What a Trump presidency could mean for your tax obligations.
- Vice President Kamala Harris has been defeated by former President Donald Trump to win the White House, which could have a significant impact on taxpayers.
- Trump aims to completely implement the tax cuts introduced in 2017, including reduced tax rates, increased standard deductions, and enhanced child tax credits, among other measures.
- On the campaign trail, he proposed several new ideas, but most of them would need Congress's approval.
Vice President Kamala Harris has been defeated by former President Donald Trump to win the White House, which could have a significant impact on taxpayers, although the specifics are yet to be clarified by policy experts.
In 2017, Trump enacted the Tax Cuts and Jobs Act (TCJA), which will be a top priority for him in 2025. The law introduced significant changes, such as lower tax brackets, higher standard deductions, a more generous child tax credit, and larger estate and gift tax exemptions, among other provisions.
The Tax Foundation warns that if Congress does not act, individual tax breaks will expire after 2025, potentially raising taxes for over 60% of taxpayers. In contrast, Trump's proposal is to fully extend the expiring provisions of the TCJA.
Trump proposed several new ideas on the campaign trail, including eliminating taxes on tips, Social Security benefits for older adults, and overtime pay.
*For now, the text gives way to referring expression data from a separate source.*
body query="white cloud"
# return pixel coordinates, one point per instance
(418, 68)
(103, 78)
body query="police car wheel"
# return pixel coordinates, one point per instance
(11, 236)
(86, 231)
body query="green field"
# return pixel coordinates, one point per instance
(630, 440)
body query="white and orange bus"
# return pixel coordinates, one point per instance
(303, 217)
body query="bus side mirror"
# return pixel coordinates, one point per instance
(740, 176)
He also suggested creating an auto loan interest deduction and imposing universal tariffs on imported goods.
During the campaign, Trump made numerous promises, but it's uncertain how many he will genuinely pursue, according to Howard Gleckman, a senior fellow at the Urban-Brookings Tax Policy Center.
Congressional approval is necessary for most of Trump's tax policy, and its success depends on the control of the Senate and House of Representatives and support within the Republican party.
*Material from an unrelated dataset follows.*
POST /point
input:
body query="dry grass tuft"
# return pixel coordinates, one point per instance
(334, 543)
If Democrats gain control of the House, it could lead to more gridlock in Congress, potentially hindering Trump's agenda, according to Gleckman.
The 'budget math' will be harder in 2025
The federal budget deficit is a growing concern, making tax negotiations challenging, as per Erica York, senior economist and research manager with the Tax Foundation's Center for Federal Tax Policy.
This year's budget math is more challenging due to higher interest rates and a larger baseline budget deficit, as she stated. The deficit reached $1.8 trillion in fiscal 2024.
The Tax Foundation estimates that if TCJA provisions are fully extended, federal revenue could decrease by $3.5 trillion to $4 trillion over the next decade, depending on the scoring model.